In 2018, CFI expanded to Jordan, becoming one of the first international brokerage groups to acquire both local and international licenses from the Jordan Securities Commission (JSC). In the same year, CFI opened its UK office in London.

In 2019, CFI opened an office in Port Louis, Mauritius.

In November 2022, CFI expanded into the Egyptian market by acquiring local brokerage firm El Mahrousa.

In January 2024, CFI Financial Group launched a new office regulated by the Securities and Commodities Authority (SCA) in Dubai. In December 2024, it launched operations in South Africa, establishing an office in Cape Town following regulatory approval from the Financial Sector Conduct Authority (FSCA).

CFI reported trading volumes of $1.03 trillion in Q3 2024. In February 2025, CFI opened an office in Baku after acquiring AzFinance Investment Company in Azerbaijan.

In June 2025, the group appointed Ziad Melhem as Group CEO; co-founders Hisham Mansour and Eduardo Fakhoury became chairman and vice chairman, respectively.

In July 2025, CFI's subsidiary in Bahrain was granted a Category 2 Investment Business Firm licence by the Central Bank of Bahrain. In October 2025, CFI opened an office in Manama.

In January 2026, Finance Magnates reported that CFI ended Q4 2025 with about $2.07 trillion in trading volume and total 2025 trading volume of $6.4 trillion.

In April 2026, CFI received authorization from Banco Central do Brasil to operate in Brazil as a Corretora de Títulos e Valores Mobiliários, allowing it to offer local clients access to equities and fixed-income securities. In May 2026, CFI launched operations in Colombia, following authorisation by the Superintendencia Financiera de Colombia in 2025.

== Operations ==
CFI serves clients from over 100 countries, offering trading in stocks, forex, commodities, indices, ETFs, and CFDs.

By 2026, the group held 15 regulatory licences or authorisations worldwide, following approval in Brazil, alongside existing authorisations in the United Kingdom, the United Arab Emirates, Cyprus, Jordan, South Africa, Egypt, Bahrain and Colombia. The group operates through multiple entities, including in offshore or lightly regulated jurisdictions such as Vanuatu and Seychelles.

== Marketing ==
In 2023, the group partnered with the King Hussein Cancer Foundation and Center to fund a new medical unit dedicated to underprivileged patients. It also introduced a client donation initiative, matching contributions made from trading activities to further support the foundation.
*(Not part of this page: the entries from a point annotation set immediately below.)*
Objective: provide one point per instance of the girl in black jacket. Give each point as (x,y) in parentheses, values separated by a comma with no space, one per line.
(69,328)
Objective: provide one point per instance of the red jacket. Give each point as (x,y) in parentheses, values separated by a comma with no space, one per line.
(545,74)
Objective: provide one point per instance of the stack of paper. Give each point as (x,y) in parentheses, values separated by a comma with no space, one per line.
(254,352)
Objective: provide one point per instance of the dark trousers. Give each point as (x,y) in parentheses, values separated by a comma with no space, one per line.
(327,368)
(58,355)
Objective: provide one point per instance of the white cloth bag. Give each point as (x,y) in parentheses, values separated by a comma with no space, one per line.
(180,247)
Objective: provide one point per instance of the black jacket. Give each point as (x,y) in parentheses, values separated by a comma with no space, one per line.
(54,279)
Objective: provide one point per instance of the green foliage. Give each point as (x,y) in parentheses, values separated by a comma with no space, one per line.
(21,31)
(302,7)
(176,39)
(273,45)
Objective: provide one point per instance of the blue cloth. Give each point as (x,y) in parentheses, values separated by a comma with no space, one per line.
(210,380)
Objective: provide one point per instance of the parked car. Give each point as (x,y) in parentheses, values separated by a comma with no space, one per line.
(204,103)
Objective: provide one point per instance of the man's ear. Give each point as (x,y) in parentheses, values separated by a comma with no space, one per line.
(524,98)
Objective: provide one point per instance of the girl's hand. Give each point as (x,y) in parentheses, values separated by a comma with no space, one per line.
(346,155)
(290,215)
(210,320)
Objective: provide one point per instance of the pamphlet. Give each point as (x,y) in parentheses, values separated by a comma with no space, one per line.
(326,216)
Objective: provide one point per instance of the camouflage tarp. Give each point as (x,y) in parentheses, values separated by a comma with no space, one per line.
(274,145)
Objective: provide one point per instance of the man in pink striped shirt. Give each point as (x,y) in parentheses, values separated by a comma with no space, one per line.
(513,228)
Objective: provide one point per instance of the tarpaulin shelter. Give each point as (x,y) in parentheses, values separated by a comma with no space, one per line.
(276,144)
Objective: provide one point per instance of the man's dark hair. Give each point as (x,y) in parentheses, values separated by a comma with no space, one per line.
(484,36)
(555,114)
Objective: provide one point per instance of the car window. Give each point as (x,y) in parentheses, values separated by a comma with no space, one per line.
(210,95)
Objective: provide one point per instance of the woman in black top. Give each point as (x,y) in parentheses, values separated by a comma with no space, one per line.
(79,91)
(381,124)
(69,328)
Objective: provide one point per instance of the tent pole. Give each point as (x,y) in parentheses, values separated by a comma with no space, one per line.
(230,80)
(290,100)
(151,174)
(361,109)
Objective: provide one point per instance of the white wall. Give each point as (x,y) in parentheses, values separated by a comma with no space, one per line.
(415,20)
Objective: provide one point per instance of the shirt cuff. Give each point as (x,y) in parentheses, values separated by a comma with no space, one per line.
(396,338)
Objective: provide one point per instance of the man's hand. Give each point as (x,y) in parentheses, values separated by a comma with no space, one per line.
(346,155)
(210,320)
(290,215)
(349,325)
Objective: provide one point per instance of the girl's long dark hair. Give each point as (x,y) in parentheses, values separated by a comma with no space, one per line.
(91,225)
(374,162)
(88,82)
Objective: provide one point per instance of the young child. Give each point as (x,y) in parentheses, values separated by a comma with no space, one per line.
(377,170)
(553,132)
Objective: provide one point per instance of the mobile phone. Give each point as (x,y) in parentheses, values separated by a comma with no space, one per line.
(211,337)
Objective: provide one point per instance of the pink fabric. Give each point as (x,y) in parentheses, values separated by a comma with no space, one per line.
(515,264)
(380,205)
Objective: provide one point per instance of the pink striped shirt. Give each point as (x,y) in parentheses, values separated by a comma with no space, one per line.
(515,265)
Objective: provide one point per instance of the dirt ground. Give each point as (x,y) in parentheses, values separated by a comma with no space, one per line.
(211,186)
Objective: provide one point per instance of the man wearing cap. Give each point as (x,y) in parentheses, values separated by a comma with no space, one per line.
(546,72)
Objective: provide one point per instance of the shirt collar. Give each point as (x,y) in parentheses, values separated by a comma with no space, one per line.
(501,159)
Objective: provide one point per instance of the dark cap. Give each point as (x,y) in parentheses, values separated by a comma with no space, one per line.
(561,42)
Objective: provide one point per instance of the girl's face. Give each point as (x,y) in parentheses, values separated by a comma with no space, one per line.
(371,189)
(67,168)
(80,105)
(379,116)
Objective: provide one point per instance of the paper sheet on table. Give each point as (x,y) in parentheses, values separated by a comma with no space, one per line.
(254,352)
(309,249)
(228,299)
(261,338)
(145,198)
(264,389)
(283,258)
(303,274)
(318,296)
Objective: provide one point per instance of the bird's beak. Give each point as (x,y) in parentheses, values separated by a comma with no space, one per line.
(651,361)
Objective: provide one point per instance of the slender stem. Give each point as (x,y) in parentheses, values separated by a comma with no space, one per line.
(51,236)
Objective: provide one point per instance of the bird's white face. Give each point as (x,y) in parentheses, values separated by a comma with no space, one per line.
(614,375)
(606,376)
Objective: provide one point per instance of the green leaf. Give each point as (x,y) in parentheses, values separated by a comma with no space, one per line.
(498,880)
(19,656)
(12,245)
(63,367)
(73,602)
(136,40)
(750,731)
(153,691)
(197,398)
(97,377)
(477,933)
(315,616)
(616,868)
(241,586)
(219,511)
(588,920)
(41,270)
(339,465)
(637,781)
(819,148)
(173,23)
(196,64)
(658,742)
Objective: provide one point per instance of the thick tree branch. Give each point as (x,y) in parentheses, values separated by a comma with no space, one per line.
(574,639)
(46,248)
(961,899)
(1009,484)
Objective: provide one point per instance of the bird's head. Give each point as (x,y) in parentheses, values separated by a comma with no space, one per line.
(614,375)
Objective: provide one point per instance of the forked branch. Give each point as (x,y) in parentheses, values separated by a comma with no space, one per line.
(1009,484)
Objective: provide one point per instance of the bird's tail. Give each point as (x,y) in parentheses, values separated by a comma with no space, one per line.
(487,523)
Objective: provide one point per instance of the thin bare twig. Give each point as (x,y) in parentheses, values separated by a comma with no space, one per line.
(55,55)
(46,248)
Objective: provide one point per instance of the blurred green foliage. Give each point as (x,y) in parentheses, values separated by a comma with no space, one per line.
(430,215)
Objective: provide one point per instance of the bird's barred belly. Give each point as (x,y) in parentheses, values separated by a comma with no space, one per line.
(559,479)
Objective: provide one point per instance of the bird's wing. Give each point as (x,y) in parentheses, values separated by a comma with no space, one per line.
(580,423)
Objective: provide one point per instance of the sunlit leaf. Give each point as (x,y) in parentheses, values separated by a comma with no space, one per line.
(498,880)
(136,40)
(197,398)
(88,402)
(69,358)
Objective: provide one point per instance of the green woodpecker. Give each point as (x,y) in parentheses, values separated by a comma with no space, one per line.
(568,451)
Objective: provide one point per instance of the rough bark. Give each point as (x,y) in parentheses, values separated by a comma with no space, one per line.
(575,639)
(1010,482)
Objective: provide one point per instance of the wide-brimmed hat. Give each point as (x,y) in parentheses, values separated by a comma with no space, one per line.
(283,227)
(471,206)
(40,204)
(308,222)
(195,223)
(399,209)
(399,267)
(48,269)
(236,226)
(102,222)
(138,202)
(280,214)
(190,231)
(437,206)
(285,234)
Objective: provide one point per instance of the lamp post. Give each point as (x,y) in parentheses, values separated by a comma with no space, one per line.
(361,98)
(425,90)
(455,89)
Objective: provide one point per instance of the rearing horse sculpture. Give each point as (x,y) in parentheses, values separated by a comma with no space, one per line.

CFI has entered into sports sponsorship and brand-ambassador agreements. Reported partnerships have included the Nissan e.dams Formula E Team, the Lebanon men's national basketball team, the Jordan Basketball Federation, and AC Milan. In January 2024, CFI announced a partnership with Paris Saint-Germain FC through June 2026.

In April 2025, CFI was named "Official Online Trading Partner" of the 2025 EuroLeague Final Four. In July 2025, Finance Magnates reported that CFI became the official online trading partner of Etihad Arena in Abu Dhabi. Also in July 2025, CFI announced a partnership with the Egyptian Basketball Federation.

In July 2024, CFI named Lewis Hamilton as a global brand ambassador. In July 2025, CFI named Maria Sharapova as a global brand ambassador.

CFI's 2023 sponsorship of Sheffield United drew criticism over the group's links to Dubai and the United Arab Emirates' human rights record, including restrictions on freedom of speech, discrimination against women, and criminalization of same-sex relationships.

== Controversy ==
Prior to obtaining licensing in the European Union, CFI had offered cross-border investment services without local authorization. In October 2016, Italy's financial regulator, CONSOB, issued a warning that CFI was operating without the required license to provide investment services to Italian residents. This notice was subsequently distributed among other European financial regulators.
In May 2022, the group's Cyprus entity reached a €150,000 settlement with the Cyprus Securities and Exchange Commission (CySEC) over possible violations of anti-money laundering and counter-terrorist financing requirements.

In September 2025, Oman's Financial Services Authority (FSA) revoked the licence of CFI Financial LLC, citing non-compliance with anti-money laundering requirements and exceeding the scope of the licence by marketing non-Omani securities without authorization.